1. FINALIDADE
Tratarei
aqui academicamente sobre uma provocação de um amigo, um coordenador de uma
graduação em Direito de uma faculdade privada que está situada no Distrito
Federal. Ele é um intelectual que sabe da minha posição acadêmica sobre o
Direito Criminal.
A
provocação que me foi enviada tem o seguinte texto:
O ministro Luiz Fux, presidente do Supremo Tribunal Federal (STF), declarou, nesta sexta-feira (10), que
"ninguém pode esquecer" que casos de corrupção ocorreram no Brasil e
que "embora nas decisões da Lava Jato tenha havido anulações formais,
aqueles R$ 50 milhões nas malas eram
verdadeiros".
"Não eram notas americanas
falsificadas. O gerente que trabalhava na Petrobras devolveu R$ 98 milhões de
dólares, e confessou efetivamente que tinha assim agido", afirma.
Fux se
referia, sem citar nomes, às malas do ex-ministro Geddel Vieira Lima,
encontradas em um apartamento em Salvador, e aos R$ 98 milhões de dólares que o
ex-gerente da Petrobras Pedro Barusco devolveu, após confessar desvios.
As declarações
foram durante discurso em evento do Tribunal de Contas do Estado do Pará, em Belém, com a presença de autoridades, incluindo o governador Helder Barbalho (MDB) e o ministro do Tribunal de Contas da União (TCU),
Bruno Dantas.[1]
Essa
provocação à reflexão me levou a pensar sobre momentos anteriores em que me
posicionei sobre a Operação Lava Jato e tenho por orientação a hipótese de que
não se pode pretender combater a criminalidade praticando novos crimes, como os
perpetrados pela equipe da Lava Jato. Pior, diárias, em média de R$
3.000.000,00 anuais, por si só, representam elevado custo que não podemos
esquecer.
2. UM POUCO DA OPERAÇÃO LAVA JATO
Em
2017 planejei e implementei um curso de extensão em que tratei especificamente
sobre a Operação Lava Jato, seu orientador fático foi um livro de investigação
jornalística.[2]
A
operação lava jato já foi objeto de breve exposição crítica que fiz à visão de
Moro sobre a Operação Mani Pulite (Operação Mãos Limpas). Nela escrevi:
Um Juiz imparcial, não adotaria as práticas que ele
defendeu em 2004 e que evidencia estar concretizando 10 anos depois. Sua visão
da Operação Mãos Limpas deixa à mostra o quanto é perigosa a condução
por ele dos processos criminais da Operação Lava Jato, em que as
semelhanças com a Operação “Mani Pulite” não são meras
coincidências.
O pior é que o seu artigo é concluído com a seguinte
assertiva: “Daí, por evidente, o valor, com seus erros e acertos, do exemplo
representado pela Operação Mani Pulite”. Porém, ele próprio reconhece
que a referida operação projetou politicamente Berlusconi, um homem de
histórico de (im)probidade complicado. E, não se pode afirmar que a operação
foi benéfica se a Itália continua sendo um dos países mais corruptos da Europa,
só empatando com a Romênia e a Grécia.[3]

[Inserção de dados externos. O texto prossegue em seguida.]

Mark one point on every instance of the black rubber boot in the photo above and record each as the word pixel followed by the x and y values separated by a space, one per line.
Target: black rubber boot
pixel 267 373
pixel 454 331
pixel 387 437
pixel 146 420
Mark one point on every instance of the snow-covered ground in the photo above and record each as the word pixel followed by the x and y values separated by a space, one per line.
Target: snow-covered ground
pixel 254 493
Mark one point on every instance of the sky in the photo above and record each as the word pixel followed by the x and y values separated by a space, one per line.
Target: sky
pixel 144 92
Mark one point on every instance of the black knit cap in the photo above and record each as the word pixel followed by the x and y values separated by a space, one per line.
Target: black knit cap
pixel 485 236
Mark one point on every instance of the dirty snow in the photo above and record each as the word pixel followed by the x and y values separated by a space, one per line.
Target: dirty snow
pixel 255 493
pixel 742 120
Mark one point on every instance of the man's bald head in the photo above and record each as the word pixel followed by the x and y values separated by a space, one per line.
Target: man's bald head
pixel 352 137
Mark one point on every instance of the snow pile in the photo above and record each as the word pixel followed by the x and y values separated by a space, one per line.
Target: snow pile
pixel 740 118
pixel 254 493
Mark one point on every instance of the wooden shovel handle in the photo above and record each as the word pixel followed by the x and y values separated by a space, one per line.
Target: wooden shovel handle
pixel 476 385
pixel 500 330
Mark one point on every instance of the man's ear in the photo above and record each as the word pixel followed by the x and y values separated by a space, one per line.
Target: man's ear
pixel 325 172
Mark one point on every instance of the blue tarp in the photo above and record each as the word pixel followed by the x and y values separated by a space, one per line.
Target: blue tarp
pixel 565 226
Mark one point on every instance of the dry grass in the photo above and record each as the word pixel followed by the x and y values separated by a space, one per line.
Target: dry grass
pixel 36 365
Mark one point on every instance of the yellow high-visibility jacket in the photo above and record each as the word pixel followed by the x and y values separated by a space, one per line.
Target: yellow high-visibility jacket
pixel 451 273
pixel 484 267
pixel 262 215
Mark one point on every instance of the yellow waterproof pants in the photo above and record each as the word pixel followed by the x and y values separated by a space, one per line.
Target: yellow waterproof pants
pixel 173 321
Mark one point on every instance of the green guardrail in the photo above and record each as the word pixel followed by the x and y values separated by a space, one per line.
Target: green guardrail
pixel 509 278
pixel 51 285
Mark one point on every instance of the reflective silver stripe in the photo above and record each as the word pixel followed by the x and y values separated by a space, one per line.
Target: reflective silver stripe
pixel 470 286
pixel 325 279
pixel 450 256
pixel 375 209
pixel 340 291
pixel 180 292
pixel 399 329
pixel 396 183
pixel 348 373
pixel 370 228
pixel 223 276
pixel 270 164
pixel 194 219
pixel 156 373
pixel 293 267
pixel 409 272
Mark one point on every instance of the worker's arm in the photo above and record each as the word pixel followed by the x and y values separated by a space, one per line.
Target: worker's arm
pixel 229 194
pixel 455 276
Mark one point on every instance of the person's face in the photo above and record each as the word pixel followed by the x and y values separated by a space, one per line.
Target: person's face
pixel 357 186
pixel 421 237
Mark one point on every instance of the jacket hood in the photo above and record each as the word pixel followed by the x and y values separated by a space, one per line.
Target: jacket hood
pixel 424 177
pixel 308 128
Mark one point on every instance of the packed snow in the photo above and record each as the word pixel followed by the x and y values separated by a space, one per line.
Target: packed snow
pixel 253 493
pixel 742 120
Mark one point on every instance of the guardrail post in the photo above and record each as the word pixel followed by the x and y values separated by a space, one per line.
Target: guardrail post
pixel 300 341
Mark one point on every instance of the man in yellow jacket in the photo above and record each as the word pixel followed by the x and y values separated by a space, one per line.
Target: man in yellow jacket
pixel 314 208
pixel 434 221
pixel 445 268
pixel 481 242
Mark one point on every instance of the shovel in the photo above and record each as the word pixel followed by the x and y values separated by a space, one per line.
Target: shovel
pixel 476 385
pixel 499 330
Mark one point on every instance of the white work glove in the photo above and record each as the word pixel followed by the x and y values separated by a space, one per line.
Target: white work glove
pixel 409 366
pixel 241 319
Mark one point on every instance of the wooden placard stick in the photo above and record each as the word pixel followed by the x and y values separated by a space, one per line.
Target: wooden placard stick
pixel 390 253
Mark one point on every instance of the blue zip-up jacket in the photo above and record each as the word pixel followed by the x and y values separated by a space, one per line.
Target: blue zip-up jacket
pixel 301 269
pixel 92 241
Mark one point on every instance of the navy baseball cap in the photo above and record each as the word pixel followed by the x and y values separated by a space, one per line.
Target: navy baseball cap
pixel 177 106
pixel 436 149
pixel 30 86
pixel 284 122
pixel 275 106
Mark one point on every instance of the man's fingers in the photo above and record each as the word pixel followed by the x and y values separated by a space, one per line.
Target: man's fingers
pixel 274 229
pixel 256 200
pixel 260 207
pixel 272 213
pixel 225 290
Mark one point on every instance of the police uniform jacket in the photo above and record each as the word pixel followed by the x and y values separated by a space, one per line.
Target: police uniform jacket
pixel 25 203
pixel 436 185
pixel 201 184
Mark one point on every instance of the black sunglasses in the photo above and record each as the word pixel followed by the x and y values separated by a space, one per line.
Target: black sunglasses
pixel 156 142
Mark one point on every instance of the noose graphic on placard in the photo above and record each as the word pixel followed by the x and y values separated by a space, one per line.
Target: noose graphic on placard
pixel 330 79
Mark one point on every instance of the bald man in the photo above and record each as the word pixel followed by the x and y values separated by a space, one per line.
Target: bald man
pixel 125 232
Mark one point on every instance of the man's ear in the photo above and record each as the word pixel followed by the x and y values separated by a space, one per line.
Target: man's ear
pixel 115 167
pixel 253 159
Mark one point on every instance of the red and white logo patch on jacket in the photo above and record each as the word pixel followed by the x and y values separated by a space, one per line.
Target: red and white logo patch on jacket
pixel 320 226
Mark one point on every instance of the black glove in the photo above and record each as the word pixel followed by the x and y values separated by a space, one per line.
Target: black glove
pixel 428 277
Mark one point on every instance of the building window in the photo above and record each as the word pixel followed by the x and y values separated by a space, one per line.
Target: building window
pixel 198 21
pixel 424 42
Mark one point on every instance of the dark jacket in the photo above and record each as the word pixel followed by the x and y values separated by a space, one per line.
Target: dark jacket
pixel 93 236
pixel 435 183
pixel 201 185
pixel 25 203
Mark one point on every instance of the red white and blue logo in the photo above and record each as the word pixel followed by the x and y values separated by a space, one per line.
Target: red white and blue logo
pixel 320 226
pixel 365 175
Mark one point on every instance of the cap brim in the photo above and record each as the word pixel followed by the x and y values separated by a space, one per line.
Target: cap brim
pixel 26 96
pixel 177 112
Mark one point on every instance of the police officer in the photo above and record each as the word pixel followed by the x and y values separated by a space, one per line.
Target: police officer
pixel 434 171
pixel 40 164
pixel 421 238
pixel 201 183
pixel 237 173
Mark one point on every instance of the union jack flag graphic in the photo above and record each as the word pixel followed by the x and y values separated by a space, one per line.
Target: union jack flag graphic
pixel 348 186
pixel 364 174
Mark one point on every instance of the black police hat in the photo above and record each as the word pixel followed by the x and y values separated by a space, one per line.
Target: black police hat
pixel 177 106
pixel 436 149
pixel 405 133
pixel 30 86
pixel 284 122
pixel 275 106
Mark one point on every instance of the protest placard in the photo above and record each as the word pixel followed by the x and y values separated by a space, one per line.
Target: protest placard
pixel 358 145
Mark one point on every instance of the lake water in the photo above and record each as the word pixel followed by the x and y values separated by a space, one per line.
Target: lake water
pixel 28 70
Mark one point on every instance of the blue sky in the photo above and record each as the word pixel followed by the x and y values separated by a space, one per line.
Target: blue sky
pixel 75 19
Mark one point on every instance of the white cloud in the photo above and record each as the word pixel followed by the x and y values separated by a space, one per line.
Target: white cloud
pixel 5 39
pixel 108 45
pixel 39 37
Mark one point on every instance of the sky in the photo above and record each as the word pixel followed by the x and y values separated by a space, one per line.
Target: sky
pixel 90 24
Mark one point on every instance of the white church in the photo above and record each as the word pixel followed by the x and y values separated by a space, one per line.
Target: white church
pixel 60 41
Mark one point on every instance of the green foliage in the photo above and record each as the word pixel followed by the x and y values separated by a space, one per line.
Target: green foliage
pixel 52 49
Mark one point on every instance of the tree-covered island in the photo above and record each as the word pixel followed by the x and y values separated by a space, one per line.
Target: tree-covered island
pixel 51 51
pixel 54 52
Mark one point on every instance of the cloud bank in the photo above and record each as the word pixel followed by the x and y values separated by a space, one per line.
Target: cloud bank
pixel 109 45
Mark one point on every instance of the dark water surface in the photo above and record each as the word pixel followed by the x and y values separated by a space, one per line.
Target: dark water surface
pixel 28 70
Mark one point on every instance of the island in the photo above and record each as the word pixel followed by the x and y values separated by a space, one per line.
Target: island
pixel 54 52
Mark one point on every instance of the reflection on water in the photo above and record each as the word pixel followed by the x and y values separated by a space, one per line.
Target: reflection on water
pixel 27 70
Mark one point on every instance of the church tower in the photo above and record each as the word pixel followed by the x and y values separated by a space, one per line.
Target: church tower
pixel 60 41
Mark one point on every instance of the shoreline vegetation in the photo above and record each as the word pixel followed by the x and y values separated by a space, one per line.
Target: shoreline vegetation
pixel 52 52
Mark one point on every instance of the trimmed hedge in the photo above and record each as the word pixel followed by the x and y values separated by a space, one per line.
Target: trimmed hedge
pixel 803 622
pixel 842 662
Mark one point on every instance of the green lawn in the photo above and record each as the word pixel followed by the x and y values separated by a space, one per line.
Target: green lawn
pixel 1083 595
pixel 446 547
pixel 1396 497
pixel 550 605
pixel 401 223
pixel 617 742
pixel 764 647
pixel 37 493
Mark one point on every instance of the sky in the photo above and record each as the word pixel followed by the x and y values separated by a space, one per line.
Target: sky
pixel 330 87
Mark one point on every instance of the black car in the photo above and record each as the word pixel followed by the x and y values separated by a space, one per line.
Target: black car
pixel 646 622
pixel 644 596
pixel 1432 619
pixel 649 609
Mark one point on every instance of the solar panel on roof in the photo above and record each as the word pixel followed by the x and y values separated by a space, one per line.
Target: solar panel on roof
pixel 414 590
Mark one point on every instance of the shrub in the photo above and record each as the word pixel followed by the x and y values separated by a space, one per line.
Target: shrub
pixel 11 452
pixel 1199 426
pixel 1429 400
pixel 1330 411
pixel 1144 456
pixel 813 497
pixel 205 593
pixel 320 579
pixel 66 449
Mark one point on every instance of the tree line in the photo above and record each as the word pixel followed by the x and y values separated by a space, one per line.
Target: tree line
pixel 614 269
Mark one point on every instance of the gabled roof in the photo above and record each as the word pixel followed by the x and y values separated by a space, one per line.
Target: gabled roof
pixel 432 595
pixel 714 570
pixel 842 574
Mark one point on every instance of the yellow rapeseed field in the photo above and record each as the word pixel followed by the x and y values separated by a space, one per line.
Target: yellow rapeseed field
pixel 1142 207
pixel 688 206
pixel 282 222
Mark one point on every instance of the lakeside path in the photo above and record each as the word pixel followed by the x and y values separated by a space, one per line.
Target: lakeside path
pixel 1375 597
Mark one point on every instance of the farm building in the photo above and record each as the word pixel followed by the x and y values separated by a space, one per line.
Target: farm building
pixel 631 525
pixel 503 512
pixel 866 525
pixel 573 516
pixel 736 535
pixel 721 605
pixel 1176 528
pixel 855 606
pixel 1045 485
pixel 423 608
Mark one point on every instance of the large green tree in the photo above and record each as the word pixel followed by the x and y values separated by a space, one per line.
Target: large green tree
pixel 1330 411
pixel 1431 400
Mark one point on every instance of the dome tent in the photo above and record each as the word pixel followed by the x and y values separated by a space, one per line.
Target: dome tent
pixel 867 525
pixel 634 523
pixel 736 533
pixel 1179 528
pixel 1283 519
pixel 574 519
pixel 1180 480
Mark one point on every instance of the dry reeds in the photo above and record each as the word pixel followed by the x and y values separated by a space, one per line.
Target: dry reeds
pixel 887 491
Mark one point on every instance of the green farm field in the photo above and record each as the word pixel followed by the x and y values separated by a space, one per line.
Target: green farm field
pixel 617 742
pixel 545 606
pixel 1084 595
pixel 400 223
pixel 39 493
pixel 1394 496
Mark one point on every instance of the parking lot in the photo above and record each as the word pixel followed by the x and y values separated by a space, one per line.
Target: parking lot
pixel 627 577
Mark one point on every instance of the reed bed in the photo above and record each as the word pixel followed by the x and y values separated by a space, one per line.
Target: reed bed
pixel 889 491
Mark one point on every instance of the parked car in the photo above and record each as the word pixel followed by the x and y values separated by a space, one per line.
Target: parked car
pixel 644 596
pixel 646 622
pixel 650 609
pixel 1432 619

A operação policial/judicial se iniciou em 17.3.2014, tendo esse nome em razão de que o
Posto da Torre, localizado no Setor Hoteleiro Sul de Brasília, ter um lava jato
que era usado para lavagem de dinheiro, por intermédio de Alberto Youssef.
A
Lava Jato se tornou interminável operação policial/judicial, com quase uma
centena de fases para apurar uma série de crimes continuados, tratados como
crimes perpetrados em concurso material.[4]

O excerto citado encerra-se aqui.